Some babies struggle with solids not because they don’t want to eat, but because the physical mechanics of chewing and swallowing are difficult for them. An oral motor feeding issue means the muscles of the tongue, cheeks, or lips aren’t coordinating well enough to move food around the mouth and swallow it safely. Signs include poor chewing, holding food in their cheeks without swallowing (called pocketing), and difficulty handling anything beyond very thin purees well past the age when other babies have moved on to lumpier textures.

Therapy for oral motor delays focuses on strengthening the tongue and mouth muscles through specific exercises and gradually building up chewing and swallowing skills. A speech-language pathologist or occupational therapist who specializes in pediatric feeding is the right professional for this. Early intervention tends to work well, so it’s better to get an evaluation sooner rather than assuming your baby will grow out of it.
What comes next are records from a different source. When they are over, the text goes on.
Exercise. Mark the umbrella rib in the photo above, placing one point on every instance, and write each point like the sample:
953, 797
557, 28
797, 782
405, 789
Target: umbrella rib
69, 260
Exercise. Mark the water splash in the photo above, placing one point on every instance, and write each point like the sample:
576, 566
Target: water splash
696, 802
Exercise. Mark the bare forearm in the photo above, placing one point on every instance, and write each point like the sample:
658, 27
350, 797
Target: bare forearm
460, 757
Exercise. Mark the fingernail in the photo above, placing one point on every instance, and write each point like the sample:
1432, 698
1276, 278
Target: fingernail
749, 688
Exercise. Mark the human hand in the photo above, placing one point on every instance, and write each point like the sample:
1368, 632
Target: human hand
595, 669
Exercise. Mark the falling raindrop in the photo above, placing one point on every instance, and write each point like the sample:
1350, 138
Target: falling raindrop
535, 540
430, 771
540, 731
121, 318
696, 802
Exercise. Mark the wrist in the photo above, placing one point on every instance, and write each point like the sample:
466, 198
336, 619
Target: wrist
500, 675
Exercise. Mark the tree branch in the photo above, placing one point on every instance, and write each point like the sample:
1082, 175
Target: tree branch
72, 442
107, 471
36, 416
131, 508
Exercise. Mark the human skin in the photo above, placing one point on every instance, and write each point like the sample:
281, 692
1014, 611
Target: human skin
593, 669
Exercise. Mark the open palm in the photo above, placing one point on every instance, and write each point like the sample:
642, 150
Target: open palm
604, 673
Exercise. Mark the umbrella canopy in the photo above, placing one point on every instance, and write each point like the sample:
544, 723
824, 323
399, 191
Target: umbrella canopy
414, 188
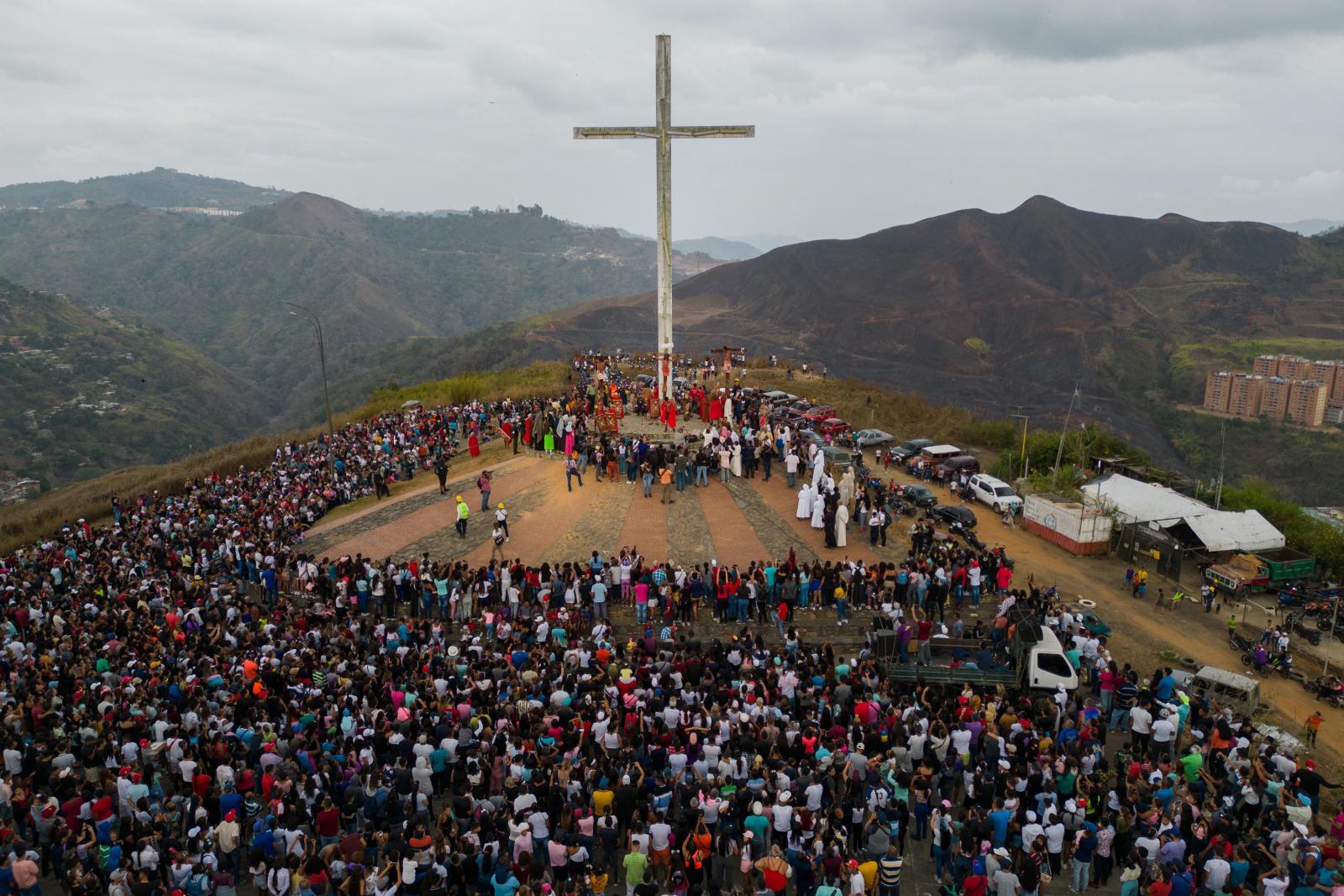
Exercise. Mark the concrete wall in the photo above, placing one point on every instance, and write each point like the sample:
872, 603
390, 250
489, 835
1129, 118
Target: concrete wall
1068, 524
Signs That Need Professional Attention

Most babies who refuse solids are within the range of normal, especially if they’re under 8 months, gaining weight well, and seem healthy otherwise. But certain patterns suggest something more is going on. Your baby may need a feeding evaluation if they:

  • Aren’t gaining weight or are losing weight because they eat so little
  • Choke, gag, or cough on most attempts with food, even very smooth textures
  • Hold food in their cheeks, spit everything out, or only suck on food without swallowing
  • Have extreme mealtime tantrums or seem significantly more distressed during feeding than at other times
  • Suddenly stop eating after a specific event like a choking scare or illness
  • Refuse to try any new foods or accept only one or two specific items well past 9 to 10 months

Iron is one reason not to let this drag on indefinitely. Babies are born with iron stores that begin to deplete around 6 months, and from that point forward they need iron from food sources. Formula is fortified with iron, so formula-fed babies have a buffer. But exclusively breastfed babies who aren’t eating any iron-rich solids by 6 to 7 months may need a supplement to bridge the gap while you work on getting food accepted.